10 The above example illustrates a schedule for tomorrow. These values will be placed in today s supervisor screen one minute before start-up. In the above example, first shift begins at 6:00 AM and will run for 8 hours. Second shift begins at 2:00 PM and runs for 8 hours. At 10:00 PM, the third shift starts and runs for 6 hours.

11 C A D B PLANNED DOWN TIME When an event occurs such as one that is listed on this page (flavor change, package change, quality control, sanitation, etc.) the user can input this event simply by pushing the button that corresponds to this event. Note that the filler must be stopped to log this event. The event will stop automatically after the filler starts to run for at least one minute. A B C D These are manual inputs activated by the user. Note that the filler cannot be in run mode to activate planned downtime. Once the planned downtime has been activated, it will automatically deactivate once the filler is running consistently for one minute. This is also a manual input activated by the user. However the MEETINGS push button does not count as planned downtime like the other items (Flavor Change, Package Change, Quality Control, or Sanitation). When Meetings is activated, the production time stops. As with Planned Downtime, the filler cannot be in run mode to activate Meetings. Once Meetings has been activated, it will automatically deactivate once the filler is running consistently for one minute. Once the Planned Downtime, Meetings, etc. has been activated, the Frequency increments. This will reset to 0 at the beginning of the day. Once the Planned Downtime or Meetings has been activated, a timer starts and logs in the Duration. Units are in minutes and will reset to 0 at the beginning of the new day.

12 Features about Packers that are Offline (not in use or out of service) o Production Pause PB to take the packer out of service (can be activated only when the machine is not running) o Logic inside the packer itself sending a bit to LIS indicating that the operator has taken the packer out of service At times a plant may choose to run one packer over another. For example the plant may want to run the Hi- Cone/Kister packer over the Mead. In this case the Mead packer would not be backed up (assuming the palletizers are running) and there would be cans at the infeed of the Mead (the Mead would not be in lack). In this example the Mead would be flashing RED and efficiency of the Mead would start to decrease. If the filler were to stop because of a backup, when the logic looks out at the full side, the system finds that (in this case) the Mead packer would be penalized for the filler stopping.

13 Choose Config DT Reasons to navigate to Add New Reason to Database screen.

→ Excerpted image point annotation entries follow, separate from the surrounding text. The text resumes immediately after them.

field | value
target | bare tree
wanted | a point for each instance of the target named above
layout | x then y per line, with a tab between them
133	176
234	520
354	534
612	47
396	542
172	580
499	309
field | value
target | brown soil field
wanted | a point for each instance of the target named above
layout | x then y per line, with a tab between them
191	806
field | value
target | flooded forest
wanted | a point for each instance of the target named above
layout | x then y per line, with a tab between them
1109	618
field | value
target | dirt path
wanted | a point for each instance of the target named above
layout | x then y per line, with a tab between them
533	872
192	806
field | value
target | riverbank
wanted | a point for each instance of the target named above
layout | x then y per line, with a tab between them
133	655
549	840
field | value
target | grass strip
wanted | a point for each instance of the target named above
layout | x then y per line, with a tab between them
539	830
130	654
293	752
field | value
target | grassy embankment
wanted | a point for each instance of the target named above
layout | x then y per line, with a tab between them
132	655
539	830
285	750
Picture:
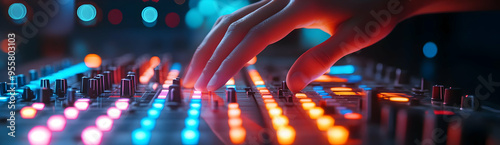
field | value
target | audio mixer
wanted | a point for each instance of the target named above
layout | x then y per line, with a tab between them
140	100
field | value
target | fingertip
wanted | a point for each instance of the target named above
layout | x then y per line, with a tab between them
296	81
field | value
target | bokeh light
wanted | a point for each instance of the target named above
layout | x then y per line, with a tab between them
17	11
115	16
172	20
86	12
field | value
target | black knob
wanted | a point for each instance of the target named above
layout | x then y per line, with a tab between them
231	95
71	97
107	80
92	90
28	94
85	85
61	86
21	80
174	93
3	88
125	90
45	83
437	92
33	75
45	95
133	83
452	96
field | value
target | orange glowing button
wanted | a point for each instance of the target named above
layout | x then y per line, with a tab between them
28	112
345	93
234	113
398	99
279	121
340	89
235	122
305	100
237	135
316	112
271	105
286	135
338	135
273	112
300	95
233	105
93	60
230	82
353	116
325	122
308	105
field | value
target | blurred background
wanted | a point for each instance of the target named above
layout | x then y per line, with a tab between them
454	49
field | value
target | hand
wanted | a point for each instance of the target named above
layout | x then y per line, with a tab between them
352	24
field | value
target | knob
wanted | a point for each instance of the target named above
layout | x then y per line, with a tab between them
45	95
61	86
107	80
70	100
231	95
33	75
85	85
437	92
125	90
92	90
133	83
3	88
21	80
28	94
452	96
45	83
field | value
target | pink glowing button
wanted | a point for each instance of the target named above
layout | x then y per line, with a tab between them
91	136
39	135
114	113
71	113
38	106
81	105
122	105
104	123
56	123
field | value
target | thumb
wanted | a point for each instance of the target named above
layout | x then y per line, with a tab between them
317	60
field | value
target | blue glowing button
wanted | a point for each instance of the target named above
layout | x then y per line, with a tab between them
86	12
190	136
342	69
149	14
17	11
153	113
148	123
141	136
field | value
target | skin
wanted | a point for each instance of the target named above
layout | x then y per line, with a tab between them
352	24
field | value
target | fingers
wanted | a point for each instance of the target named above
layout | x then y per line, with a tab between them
263	34
208	45
234	35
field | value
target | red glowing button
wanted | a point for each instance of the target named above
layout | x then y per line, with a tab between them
56	123
28	112
91	136
39	135
104	123
71	113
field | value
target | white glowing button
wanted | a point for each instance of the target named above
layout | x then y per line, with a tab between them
104	123
122	105
39	135
71	113
114	113
81	105
38	106
91	136
56	123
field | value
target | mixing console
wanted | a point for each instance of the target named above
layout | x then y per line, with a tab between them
140	100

14 Adding a New Downtime Reason Downtime Reasons 1. Choose the Mchine Center to which you want to add a reason. 2. Select Add Reason 3. Type in the name of the new downtime reason 4. Type in a Reason Code for the new reason. This number must be larger than 15. 5. Click Add New Downtime Reason Remove a Downtime Reason 1. Choose the equipment from which you want to delete a downtime reason. 2. Select Delete Reason 3. Click the name of the reason from the menu on the right. 4. Type in the correct Reason Code. By default, the reason code will be incorrect, and you will not be able to remove the downtime reason without correcting the code. This is to prevent accidental deletion. Click Delete Downtime Reason Clarification: 1. The machine status display on the Trend is automatic and fix (from the PLC) and their name cannot be changed; the assumption is that the automatic reasons are the most common reason. 2. The operator can choose from a drop-down menu the manual reasons from the machine center downtime and all the manual reasons fall under the Additional DT (reason number bigger than 15). 3. If the PLC program cannot detect an automatic reason (example Pattern Fault), the operation / supervisor can create a manual reason with the reason name Pattern Fault and reason number 9.

15 Equipment The equipment is defined as a component of the Machine Center. Example: the Filler is the Machine Center and the Rinser and Capper are equipment. The equipment will be defined for each Plant and Machine Center by the ROEL / SOEL. Adding and deleting Equipment works the same way as managing downtime reasons.

16 Changing the Current Flavor Flavors When the flavor being run on the line is switched, the change must be manually recorded in the LIS system. To do this, enter the code for the new flavor in the Current UnitID box and press Enter, Adding or Deleting Flavors To add a flavor, check Add Flavor. Type in the name of the new flavor and give it a code ( UnitID ). Click Add New Item. To remove a flavor, check Delete Flavor. Select the flavor you want to remove from the menu and enter the correct UnitID. Then click Delete Item.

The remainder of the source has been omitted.